Partita dai Paesi del nord Europa questa pratica sta facendo il giro del mondo. In cosa consiste e gli errori da evitare
Negli ultimi anni, il “foraging” è diventato una tendenza sempre più diffusa nel mondo della gastronomia e della sostenibilità alimentare. Questo termine anglofono, che si riferisce alla pratica di raccogliere piante, erbe, bacche e altri alimenti selvatici direttamente dall’ambiente naturale, rappresenta un ritorno a tradizioni ancestrali che, per decenni, erano state dimenticate o derubricate a semplici usanze rurali.
Il “foraging” affonda le sue radici nei paesi scandinavi, dove è stato riscoperto e riportato in auge da chef di fama mondiale come René Redzepi del Noma di Copenhagen. Questo movimento gastronomico si è poi diffuso globalmente, portando con sé non solo nuove tecniche culinarie ma anche una rinnovata attenzione alla sostenibilità e alla biodiversità. Oggi, molti chef italiani e appassionati di cucina si avventurano nei boschi e nei campi alla ricerca di ingredienti selvatici per arricchire le loro creazioni culinarie.
Una delle principali motivazioni che spinge le persone a praticare il foraging è la ricerca di un’alimentazione più sana e naturale. In un’epoca in cui la qualità e l’origine del cibo sono sempre più al centro dell’attenzione, raccogliere il proprio cibo direttamente dalla natura rappresenta una forma estrema di controllo sulla propria dieta. Tuttavia, è importante sfatare il mito che il cibo selvatico sia automaticamente più salutare. Mentre è vero che molti alimenti selvatici sono ricchi di nutrienti, non si può generalizzare e, soprattutto, è necessario avere una buona conoscenza delle piante per evitare di raccogliere e consumare specie tossiche o velenose.
La pratica del foraging, però, non è solo una questione di salute. Per molti, è anche un modo per riconnettersi con la natura e con le tradizioni del passato. Le nostre nonne, infatti, praticavano il foraging per necessità, raccogliendo erbe e bacche selvatiche per integrare la dieta familiare, soprattutto in periodi di scarsità. Oggi, questa pratica ha assunto un significato diverso: non più una necessità, ma una scelta consapevole e spesso un gesto di ribellione contro l’industria alimentare globalizzata. Il termine italiano per foraging, “alimurgia”, riflette proprio questo legame con la tradizione: è la scienza che studia l’uso alimentare e curativo delle piante selvatiche, soprattutto nei periodi di carestia.
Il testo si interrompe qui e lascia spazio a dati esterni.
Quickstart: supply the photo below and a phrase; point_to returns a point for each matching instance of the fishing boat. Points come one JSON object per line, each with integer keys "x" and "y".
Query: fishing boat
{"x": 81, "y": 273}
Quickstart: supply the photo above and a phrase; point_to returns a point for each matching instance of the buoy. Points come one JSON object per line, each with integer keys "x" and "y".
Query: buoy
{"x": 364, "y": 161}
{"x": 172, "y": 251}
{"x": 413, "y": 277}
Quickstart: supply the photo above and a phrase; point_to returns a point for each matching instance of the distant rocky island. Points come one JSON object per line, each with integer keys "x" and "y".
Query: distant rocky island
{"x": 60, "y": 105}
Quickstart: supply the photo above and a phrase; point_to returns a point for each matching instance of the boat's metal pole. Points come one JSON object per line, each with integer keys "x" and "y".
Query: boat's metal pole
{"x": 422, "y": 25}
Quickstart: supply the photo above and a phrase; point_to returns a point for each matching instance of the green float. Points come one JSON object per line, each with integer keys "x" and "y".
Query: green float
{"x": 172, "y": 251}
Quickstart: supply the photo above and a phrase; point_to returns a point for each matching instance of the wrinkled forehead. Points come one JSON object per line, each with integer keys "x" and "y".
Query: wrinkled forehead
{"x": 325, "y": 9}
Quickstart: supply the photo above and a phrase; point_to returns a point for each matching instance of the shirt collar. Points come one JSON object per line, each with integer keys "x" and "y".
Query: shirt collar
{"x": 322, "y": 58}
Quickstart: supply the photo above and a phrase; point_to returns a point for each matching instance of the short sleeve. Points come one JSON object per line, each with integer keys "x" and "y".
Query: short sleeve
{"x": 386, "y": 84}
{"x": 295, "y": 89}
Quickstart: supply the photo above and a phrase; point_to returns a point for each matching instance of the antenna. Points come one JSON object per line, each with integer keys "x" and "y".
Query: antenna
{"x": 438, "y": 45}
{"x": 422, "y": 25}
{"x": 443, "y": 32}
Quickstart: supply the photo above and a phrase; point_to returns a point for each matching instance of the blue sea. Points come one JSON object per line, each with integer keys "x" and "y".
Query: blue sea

Una delle caratteristiche più affascinanti del foraging è la sua capacità di trasformare ingredienti apparentemente comuni in vere e proprie prelibatezze. Ad esempio, alberi come il tiglio, la betulla e il faggio, che sono onnipresenti nel paesaggio italiano, offrono una varietà di parti commestibili, dalle foglie alla corteccia interna, che possono essere utilizzate in cucina. E i fiori? Molti sono già noti per il loro uso culinario, come i fiori di acacia, ma esistono molte altre varietà, come le margheritine, che possono essere raccolte e utilizzate per arricchire piatti semplici come frittate o per essere conservate sott’olio, offrendo sapori sorprendenti.
Non solo gli chef nelle grandi cucine, anche i comuni appassionati possono sperimentare questa pratica, iniziando con erbe facili da riconoscere e utilizzare, come il tarassaco, la malva, la borragine o l’ortica. Queste piante, spesso considerate erbacce, sono in realtà ricche di sapore e possono essere utilizzate in una varietà di piatti, dalle insalate alle zuppe, fino a preparazioni più complesse come polpette o frittate.
Alcuni chef hanno portato questa pratica a un livello superiore, utilizzando muschi, licheni e cortecce per creare piatti dal sapore unico e sorprendente. In Italia, chef come Alessandro Gilmozzi, del ristorante El Molin in Val di Fiemme, e Tina Marcelli, del Feuerstein Nature Family Resort in Val di Fleres, sono tra i pionieri di questa cucina selvatica. Le loro creazioni, che includono ingredienti raccolti nei boschi circostanti, sono un esempio di come il foraging possa essere elevato a forma d’arte culinaria.
Il foraging rappresenta anche un’opportunità per riscoprire e valorizzare la biodiversità del nostro territorio. In Italia, infatti, esiste una ricca varietà di piante e erbe selvatiche che, grazie a questa pratica, stanno tornando ad essere protagoniste nelle cucine di casa e nei ristoranti. Questa riscoperta non è solo un vantaggio per la nostra salute, ma anche per l’ambiente, poiché promuove un’alimentazione a basso impatto ecologico e sostiene la biodiversità locale.